The longest commercial flight in history was completed today when Qantas flight 7879 landed in Sydney coming direct from New York’s John F. Kennedy International Airport. The flight, which took about 19 hours and 15 minutes, signaled the first in Qantas’ hopes to eventually expand its list of direct service to previously unattainable locations. Passengers embarked on the journey at 9 pm on Friday, and the flight landed in Sydney earlier today. But don’t get too excited to sit on a plane for 20 hours straight just yet, as Qantas was only testing whether or not the journey was possible.
Details Of The Flight
The flight, which was referred to as Project Sunrise, operated on a brand new Boeing 787-9 Dreamliner, carried only 50 passengers and no cargo in an effort to make the plane as light as possible. The presence of baggage or more than 50 people would have made the plane too heavy to fly such a long distance, meaning that the airline and aircraft technology are nowhere near ready to make such a long journey at maximum capacity, as the planes cannot hold enough fuel to complete the journey. This flight carried around 222,900 pounds of fuel, and carried only 50 out of a possible 300 passengers.

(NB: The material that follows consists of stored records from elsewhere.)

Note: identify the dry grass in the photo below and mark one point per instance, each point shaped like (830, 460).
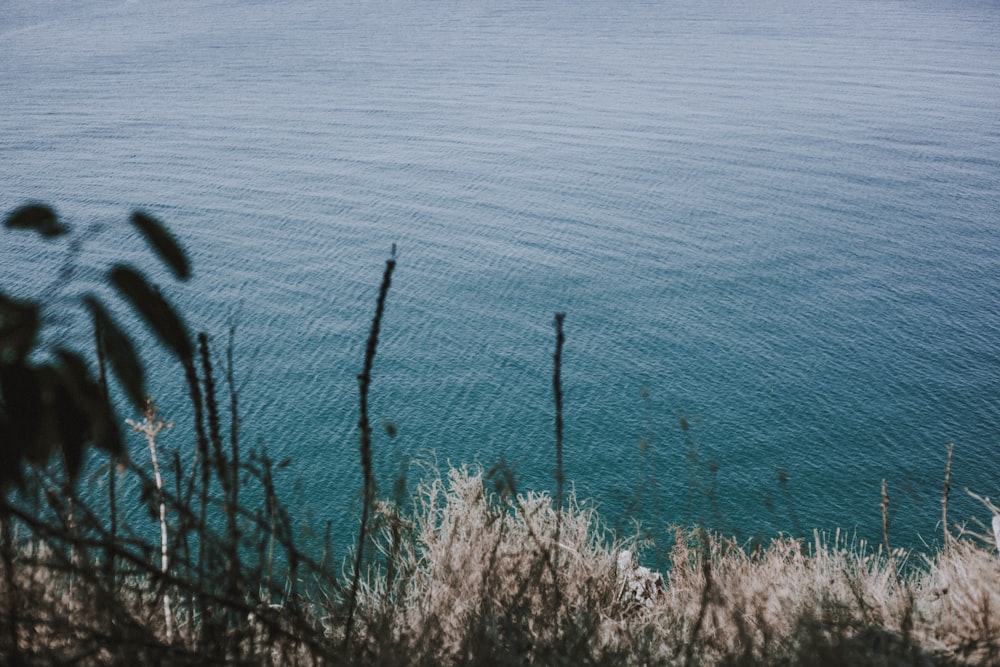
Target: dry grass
(467, 578)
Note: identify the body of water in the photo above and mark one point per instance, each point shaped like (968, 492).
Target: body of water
(774, 222)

A number of medical specialists were also onboard, and many passengers also wore EEG (electroencephalogram) monitors that would be able to show the specialists how the passengers’ sleep patterns and brain activity were impacted by such a long flight. Airlines put a lot of research into the exact food and drink that passengers should eat in order to optimize their health on long haul flights. Everything from salt intake to meal times is planned very carefully, that way passengers can avoid suffering lasting impact from sitting for long periods of time or being subject to the atrocities of pressurized, re-circulated air.
Future Flights From Qantas
Because the flight was a test, the flight crew was also required to wear the same monitors that the passengers wore. There were only four flight crew members on board the plane, and each of them worked in rotation—along with the captains, who were also monitored closely. Assuming the studies show that the flight is more than possible to start offering commercially, Qantas hopes to make it available as soon as technology allows for a plane to make it that far, hopefully by 2023.
Right now, only a couple of planes are able to complete such a journey, though it hasn’t been tested quite yet. The Airbus A350-1000 and Boeing 777X are two new planes to join the Airbus and Boeing fleets, but Qantas has not put in an order at either aircraft manufacturer. Since Australia is a long-haul flight to just about any continent other than Asia, it’s no wonder that the official state airline was the first to experiment with the longest flight in history.